The VM image is provided as a gzip file. It should be decompressed to get the qcow2 image to deploy as a VM.

The FTAS VM has Aviz ONES integrated into it and will take some time to initialise after the first boot.

sonic@sonic-39:~$ gunzip -c ftas_ones_vmi_1.1.2.qcow2.gz > ftas_ones_vmi_1.1.2.qcow2
sonic@sonic-39:~$ ls -l
total 8302936
-rw-rw-r-- 1 sonic sonic 4929683456 Feb 21 06:21 ftas_ones_vmi_1.1.2.qcow2
-rw-rw-r-- 1 sonic sonic 3572510886 Feb 21 06:20 ftas_ones_vmi_1.1.2.qcow2.gz
sonic@sonic-39:~$ 

You can connect to the console port of the VM to see the installation logs.

Create the VM using GUI App virt-manager

If your host server has Ubuntu Desktop and virt-manager installed you can use it to deploy the VM. Make sure you can start the Virtual Machine Manager and that it connects successfully to the local hypervisor.

Creating a VM with virt-manager is very straightforward, Use the following steps to deploy the FTAS VM

• File -> New Virtual Machine -> Import existing disk image -> Forward

• Browse to the FTAS disk image location and select Ubuntu as the OS name

• Click "Forward" and select vCPU (min 2 cores) and Memory (4GB) for the VM

• Click "Forward", give your VM a name and check "Customize configuration before install"

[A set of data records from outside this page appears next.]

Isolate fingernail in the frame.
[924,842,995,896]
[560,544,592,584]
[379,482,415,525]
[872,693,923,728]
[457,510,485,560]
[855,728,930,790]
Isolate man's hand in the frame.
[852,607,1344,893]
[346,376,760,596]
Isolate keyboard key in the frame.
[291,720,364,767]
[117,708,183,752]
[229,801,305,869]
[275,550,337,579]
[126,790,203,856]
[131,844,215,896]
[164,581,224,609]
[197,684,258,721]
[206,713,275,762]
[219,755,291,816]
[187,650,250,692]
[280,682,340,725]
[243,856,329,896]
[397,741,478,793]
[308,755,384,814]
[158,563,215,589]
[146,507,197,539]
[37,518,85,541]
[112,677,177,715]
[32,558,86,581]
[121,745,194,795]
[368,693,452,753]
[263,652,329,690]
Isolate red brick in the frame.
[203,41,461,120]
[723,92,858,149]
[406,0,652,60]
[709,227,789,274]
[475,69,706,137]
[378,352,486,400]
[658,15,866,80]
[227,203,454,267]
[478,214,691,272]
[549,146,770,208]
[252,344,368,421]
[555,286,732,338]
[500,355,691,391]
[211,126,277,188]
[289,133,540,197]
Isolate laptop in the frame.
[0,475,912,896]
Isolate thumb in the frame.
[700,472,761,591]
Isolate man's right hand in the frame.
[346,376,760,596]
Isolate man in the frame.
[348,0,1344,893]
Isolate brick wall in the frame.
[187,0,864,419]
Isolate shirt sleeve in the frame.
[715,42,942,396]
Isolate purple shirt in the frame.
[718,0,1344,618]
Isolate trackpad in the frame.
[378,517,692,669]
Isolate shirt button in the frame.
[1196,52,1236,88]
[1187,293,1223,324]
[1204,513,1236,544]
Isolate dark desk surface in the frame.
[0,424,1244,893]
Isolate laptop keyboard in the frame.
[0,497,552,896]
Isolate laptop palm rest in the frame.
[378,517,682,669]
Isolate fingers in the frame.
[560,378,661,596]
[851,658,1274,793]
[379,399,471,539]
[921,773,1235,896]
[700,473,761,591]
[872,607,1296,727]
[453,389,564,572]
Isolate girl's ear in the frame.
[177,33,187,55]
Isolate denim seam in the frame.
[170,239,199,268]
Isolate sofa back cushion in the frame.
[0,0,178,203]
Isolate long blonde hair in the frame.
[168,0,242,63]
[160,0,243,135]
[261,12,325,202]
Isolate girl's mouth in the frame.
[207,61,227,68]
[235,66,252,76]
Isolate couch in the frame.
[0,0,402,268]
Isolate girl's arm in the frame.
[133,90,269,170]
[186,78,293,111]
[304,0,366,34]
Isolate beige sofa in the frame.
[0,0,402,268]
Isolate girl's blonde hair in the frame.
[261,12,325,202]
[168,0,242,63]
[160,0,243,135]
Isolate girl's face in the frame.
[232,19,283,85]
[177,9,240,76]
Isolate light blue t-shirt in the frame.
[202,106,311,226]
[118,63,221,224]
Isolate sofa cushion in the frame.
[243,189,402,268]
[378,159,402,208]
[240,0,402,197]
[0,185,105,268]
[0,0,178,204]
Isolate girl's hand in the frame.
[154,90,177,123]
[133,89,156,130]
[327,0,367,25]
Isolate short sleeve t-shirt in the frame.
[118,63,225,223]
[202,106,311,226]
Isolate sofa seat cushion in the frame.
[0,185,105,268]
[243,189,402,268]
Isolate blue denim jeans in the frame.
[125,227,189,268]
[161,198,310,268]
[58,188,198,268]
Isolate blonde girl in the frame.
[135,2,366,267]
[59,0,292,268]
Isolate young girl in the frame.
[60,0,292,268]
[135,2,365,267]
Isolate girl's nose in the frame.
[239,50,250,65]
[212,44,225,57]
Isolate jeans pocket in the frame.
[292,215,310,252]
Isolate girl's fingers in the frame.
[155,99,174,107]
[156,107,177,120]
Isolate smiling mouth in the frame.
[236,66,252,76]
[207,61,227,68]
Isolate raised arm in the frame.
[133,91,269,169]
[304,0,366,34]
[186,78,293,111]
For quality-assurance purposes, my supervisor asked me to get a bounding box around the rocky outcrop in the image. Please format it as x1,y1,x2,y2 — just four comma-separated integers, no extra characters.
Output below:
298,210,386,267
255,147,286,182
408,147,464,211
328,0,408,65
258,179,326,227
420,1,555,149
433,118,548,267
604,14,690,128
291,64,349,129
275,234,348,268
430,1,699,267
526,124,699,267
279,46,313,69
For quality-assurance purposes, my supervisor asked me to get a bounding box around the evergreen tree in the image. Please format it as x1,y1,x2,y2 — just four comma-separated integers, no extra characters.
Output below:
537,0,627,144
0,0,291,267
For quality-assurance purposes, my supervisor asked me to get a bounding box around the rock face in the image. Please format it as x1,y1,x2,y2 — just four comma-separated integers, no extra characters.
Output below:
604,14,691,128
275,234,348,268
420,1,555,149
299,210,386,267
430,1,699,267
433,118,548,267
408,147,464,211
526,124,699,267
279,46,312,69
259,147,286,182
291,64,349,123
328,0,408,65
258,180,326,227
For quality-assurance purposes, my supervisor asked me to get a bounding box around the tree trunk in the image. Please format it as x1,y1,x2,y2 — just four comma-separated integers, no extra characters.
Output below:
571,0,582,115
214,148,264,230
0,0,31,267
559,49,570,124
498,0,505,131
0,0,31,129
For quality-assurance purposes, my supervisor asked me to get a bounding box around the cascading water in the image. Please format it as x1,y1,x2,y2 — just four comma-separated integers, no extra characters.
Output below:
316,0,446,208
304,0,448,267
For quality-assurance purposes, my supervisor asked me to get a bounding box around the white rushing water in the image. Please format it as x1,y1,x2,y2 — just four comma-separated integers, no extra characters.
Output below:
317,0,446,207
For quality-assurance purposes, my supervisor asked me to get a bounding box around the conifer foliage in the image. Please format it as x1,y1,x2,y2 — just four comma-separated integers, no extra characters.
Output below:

• Select "NIC ...", in the "Network source" select the Linux bridge you created on the host machine

• Apply the configuration and start the VM

Create the VM using XML configuration

• Create an XML configuration file from the following template

<domain type='kvm' xmlns:qemu='http://libvirt.org/schemas/domain/qemu/1.0'>
  <name>FTAS_VM01</name>
  <memory unit='KiB'>4194304</memory>
  <currentMemory unit='KiB'>4194304</currentMemory>
  <vcpu placement='static'>4</vcpu>
  <resource>
    <partition>/machine</partition>
  </resource>
  <os>
    <type arch='x86_64' machine='pc-i440fx-1.5'>hvm</type>
    <boot dev='hd'/>
  </os>
  <features>
    <acpi/>
    <apic/>
  </features>
  <clock offset='utc'/>
  <on_poweroff>destroy</on_poweroff>
  <on_reboot>restart</on_reboot>
  <on_crash>restart</on_crash>
  <devices>
    <emulator>/usr/bin/qemu-system-x86_64</emulator>
    <disk type='file' device='disk'>
      <driver name='qemu' type='qcow2' cache='writeback'/>
      <source file='/home/oper/taas_vm/taas_vm_v3.qcow2' />
      <target bus='virtio' dev='vda'/>
    </disk>
    <serial type='pty'>
      <source path='/dev/pts/3'/>
      <target port='0'/>
    </serial>
    <!-- Management interface eth0 -->
    <interface type='network'>
	<model type='e1000' />
        <source network='br0'/>
        <address type='pci' domain='0x0000' bus='0x00' slot='0x00' function='0x0'/>
    </interface>
   <controller type='usb' index='0'/>
    <memballoon model='virtio'>
      <alias name='balloon0'/>
      <address type='pci' domain='0x0000' bus='0x00' slot='0x04' function='0x0'/>
    </memballoon>
  </devices>
</domain>

The below lines can be changed to customize the VM installation:

• Line #2 the Name of the VM

• Lines #3 & #4 the amount of System Memory for the VM

• Line #5 the number of vCPU Core for the VM

• Line #25 the Path to the qcow2 VM image file

• Line #35 the name of the Linux bridge on the host machine

• Create a Linux bridge configuration file (bridged-network.xml) for libvirt from the following template

<network>
    <name>br0</name>
    <forward mode="bridge" />
    <bridge name="br0" />
</network>

• Line #4 the name of the Linux bridge on the host machine

• Define the Linux bridge for the VM

#Execute the below command to attach the VM to the Linux Bridge 
sonic@sonic-39:~$ virsh net-define bridged-network.xml
sonic@sonic-39:~$ virsh net-start br0
sonic@sonic-39:~$ virsh net-autostart br0
sonic@sonic-39:~$ virsh net-list
 Name                 State      Autostart     Persistent
----------------------------------------------------------
 br0                  active     yes           yes

sonic@sonic-39:~$ 

• Start the VM

virsh create <VM XML configuration file>

#sonic@sonic-39:~$ virsh create ftas.xml 
#Domain FTAS_VM01 created from ftas.xml
#sonic@sonic-39:~$ 

If you see a permission error run the virsh command with sudo may fix the issue

• Check the VM status

sonic@sonic-39:~$ virsh list
 Id    Name                           State
----------------------------------------------------
 8     FTAS_VM01                      running
sonic@sonic-39:~$ 

Configure the IP address on the VM

1. If there is a DHCP server on the management network the VM will obtain its IP configuration from the DHCP server

2. If there is no DHCP server or you want to configure the IP address statically, Follow the below steps

• Enter VM console

sonic@sonic-39:~$ virsh console FTAS_VM01
Connected to domain ftas03
Escape character is ^]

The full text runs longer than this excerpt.